Validation of an Isothermal Amplification Platform for Microbial Identification and Antimicrobial Resistance Detection in Blood: A Prospective Study
1Department of Intensive Care Medicine, Narayana Hrudayalaya, Bangalore, Karnataka, India
2Department of Laboratory Medicine, Microbiology and Serology, Narayana Hrudayalaya, Bangalore, Karnataka, India
3,4,7,8OmiX Research and Diagnostics Laboratories, Bangalore, Karnataka, India
5,6Department of Clinical Research, Narayana Hrudayalaya, Bangalore, Karnataka, India
Corresponding Author: Harish M Maheshwarappa, Department of Intensive Care Medicine, Narayana Hrudayalaya, Bangalore, Karnataka, India, Phone: +918095218493, e-mail: firstname.lastname@example.org
How to cite this article: Maheshwarappa HM, Guru P, Mundre RS, Lawrence N, Majumder S, Sigamani A, et al. Validation of an Isothermal Amplification Platform for Microbial Identification and Antimicrobial Resistance Detection in Blood: A Prospective Study.
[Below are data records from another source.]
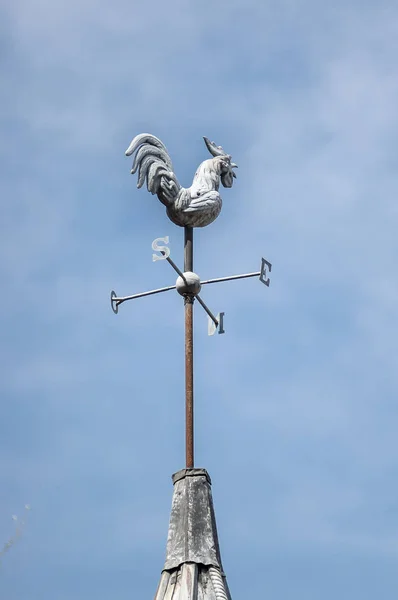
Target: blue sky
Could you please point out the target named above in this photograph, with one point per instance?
(296, 404)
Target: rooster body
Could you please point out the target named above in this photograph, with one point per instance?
(196, 206)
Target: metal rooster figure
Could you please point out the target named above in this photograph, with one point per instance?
(196, 206)
(193, 568)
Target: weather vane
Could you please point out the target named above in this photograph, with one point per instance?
(196, 206)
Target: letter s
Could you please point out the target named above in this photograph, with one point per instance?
(164, 249)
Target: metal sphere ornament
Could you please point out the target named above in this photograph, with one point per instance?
(189, 284)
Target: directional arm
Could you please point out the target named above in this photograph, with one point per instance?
(116, 301)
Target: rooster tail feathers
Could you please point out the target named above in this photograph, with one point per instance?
(153, 163)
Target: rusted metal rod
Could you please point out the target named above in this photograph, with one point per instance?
(189, 300)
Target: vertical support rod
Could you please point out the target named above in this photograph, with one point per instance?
(188, 301)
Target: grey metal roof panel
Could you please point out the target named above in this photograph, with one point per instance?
(193, 568)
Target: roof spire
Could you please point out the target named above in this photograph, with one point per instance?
(193, 568)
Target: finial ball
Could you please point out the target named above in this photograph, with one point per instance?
(189, 284)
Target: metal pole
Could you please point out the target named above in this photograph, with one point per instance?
(188, 301)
Indian J Crit Care Med 2021;25(3):299–304.
Source of support: This study was supported by funding provided from from OmiX Research and Diagnostics Laboratories to Narayaha Hrudalaya. The funding sources were grants from BIRAC, Bill and Melinda Gates Foundation, Government of Karnataka Idea2PoC to OmiX Research and Diagnostics Laboratories.
Conflict of interest: None
Background: Recent advances in nucleic acid amplification technique (NAAT)-based identification of pathogens in blood stream infections (BSI) have revolutionized molecular diagnostics in comparison to traditional clinical microbiology practice of blood culture. Rapid pathogen detection with point-of-care diagnostic-applicable platform is prerequisite for efficient patient management. The aim of the study is to evaluate an in-house developed, lyophilized OmiX-AMP pathogen test for the detection of top six BSI-causing bacteria along with two major antimicrobial resistance (AMR) markers of carbapenem and compare it to the traditional blood culture-based detection.
Materials and methods: One hundred forty-three patients admitted to the Medical Intensive Care Unit, Narayana Hrudayalaya, Bangalore, with either suspected or proven sepsis, of either gender, of age ≥18 years were enrolled for the study. Pathogen DNA extracted from blood culture sample using OmiX pReP method was amplified at isothermal conditions and analyzed in real time using OmiX Analysis software.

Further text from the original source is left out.